WILLIAM HASELTINE: Well, we live with flu. And we’ve lived with flu all our lives. I’ve been in bed for 5-10 days, five times from the flu. I’ve lived with flu. I haven’t liked it, but I’ve lived with it. I get my flu shots and, most years, they work and some years they don’t. But the difference between this and flu is this is a worse virus. It’s much more lethal. It’s already killing, on average every year, a lot more people than the flu does. It’s not seasonal. It doesn’t come along only in the winter. It comes along fall, spring, summer, and winter. So it’s not seasonal like flu, which makes it nastier. And it affects many more organs.
So yeah, we can live with it. But right now we’re living in sort of a lull. And the average is about 500-600 people a day are dying. What would we do if an airplane fell out of the sky and killed 500-600 people every day? We wouldn’t like it, right? But that’s what’s actually happening right now. And it’s not seasonal. It’s been a pretty constant drumbeat.
And so, yeah, we can live with it. Hopefully, it won’t get worse. The real nightmare for somebody like me, who thinks about what these viruses can do, is I know that, with some very subtle change, this could move from killing 1% of us to 20% to 30% or more. We don’t know that’s not going to happen.
So the reason you hear people like me say, we’ve really got to control this as much as possible, it’s to reduce that possibility. The more viruses that are out there in humans, the more they get into our animal environment, the more likely it is that something worse will happen– not better– worse.
And I can give you enough examples to curl your hair about how viruses get worse– one of the questions you asked me at the very beginning. We know how it happens. We know it can happen. And we’re just praying it won’t happen now.
I would say something else to think about, and why we really have to pay attention to this. This is happening to us not because we’re moving into new ecosystems, but because we are a new ecosystem. When I was born, there might have been 2 billion people in the world. There are 8 billion today. That’s a lot more people. There are 5 billion single airplane flights, with people taking flights, a year. We move around a lot.

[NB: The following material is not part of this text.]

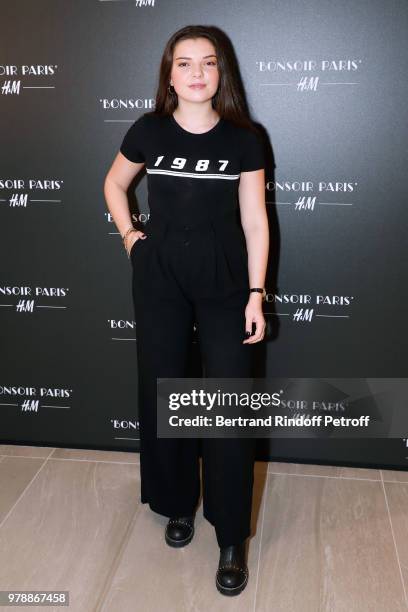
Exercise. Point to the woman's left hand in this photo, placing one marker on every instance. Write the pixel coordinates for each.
(254, 314)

Think of us as bats congregated together in a cave. When you’re on one of those cramped airplanes, that’s like being in a bat cave. And these viruses are taking advantage of a brand new ecosystem. We’re great food for viruses, and we’ve got to be able to protect ourselves.
IRA FLATOW: Dr. Haseltine, you’ve given us a lot to think about, both scary and hopeful.
WILLIAM HASELTINE: In the end, I have more hope. And the reason I do what I do is I think that there’s a lot of hope. There’s a lot of great people out there that I work with. And we have really great scientists and great people working on this.
IRA FLATOW: So would it be fair to say you’re more hopeful than fearful?
WILLIAM HASELTINE: Yes. Cautiously optimistic that we can do better.
IRA FLATOW: Thank you very much for taking time to be with us today.
WILLIAM HASELTINE: You’re welcome. Thank you.
IRA FLATOW: Dr. William Haseltine, chair and president of ACCESS Health International.